NEW HAVEN—After 30 hours of non-stop negotiation two weeks ago, Prime Minister David Cameron and the 27 other heads of state and government of the European Union agreed on the terms of a “new settlement” for the United Kingdom—one they hope will persuade a majority to vote in favor of remaining in the EU for the referendum scheduled June 23.
The settlement was the culmination of an effort Cameron began in January 2013 when he pledged that if the Conservatives won a majority in the 2015 election he would renegotiate the terms of Britain’s membership in the EU and hold an in-out referendum on membership by the end of 2017. It was, he said, “time for the British people to have their say. It is time for us to settle this question about Britain and Europe.”
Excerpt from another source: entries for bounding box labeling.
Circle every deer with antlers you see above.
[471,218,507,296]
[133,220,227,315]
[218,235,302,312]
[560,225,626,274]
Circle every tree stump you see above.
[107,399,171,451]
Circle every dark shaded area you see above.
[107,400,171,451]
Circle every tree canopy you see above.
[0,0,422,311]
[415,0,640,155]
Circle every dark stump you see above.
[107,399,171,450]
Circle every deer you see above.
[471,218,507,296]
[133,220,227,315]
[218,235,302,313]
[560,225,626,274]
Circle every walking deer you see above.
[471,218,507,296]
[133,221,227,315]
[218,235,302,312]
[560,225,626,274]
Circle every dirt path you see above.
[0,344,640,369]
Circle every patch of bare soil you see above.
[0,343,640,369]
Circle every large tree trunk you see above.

But, of course, the pledge was not just about resolving Britain’s longstanding ambivalence about Europe. It was also about winning the 2015 election. With Cameron presiding over a Conservative Party that has long been deeply divided over Europe, sharing power with the pro-EU Liberal Democrats and facing a growing threat of defections of Conservative members of Parliament and voters to Nigel Farage’s xenophobic and euroskeptic United Kingdom Independence Party, the pledge was motivated, above all, by his desire to secure a Tory majority in 2015.
Cameron’s settlement addresses U.K. concerns in four areas—economic governance, competitiveness, sovereignty, and social benefits and free movement. Regarding economic governance, the leaders agreed that measures to deepen Economic and Monetary Union will be voluntary for non-euro members, that the EU institutions will ensure a level playing field for all member states in the single market, that EU law regarding the banking union applies only to financial institutions located in states in the euro area, and that supervision of financial institutions and markets in non-euro countries is the responsibility of those countries.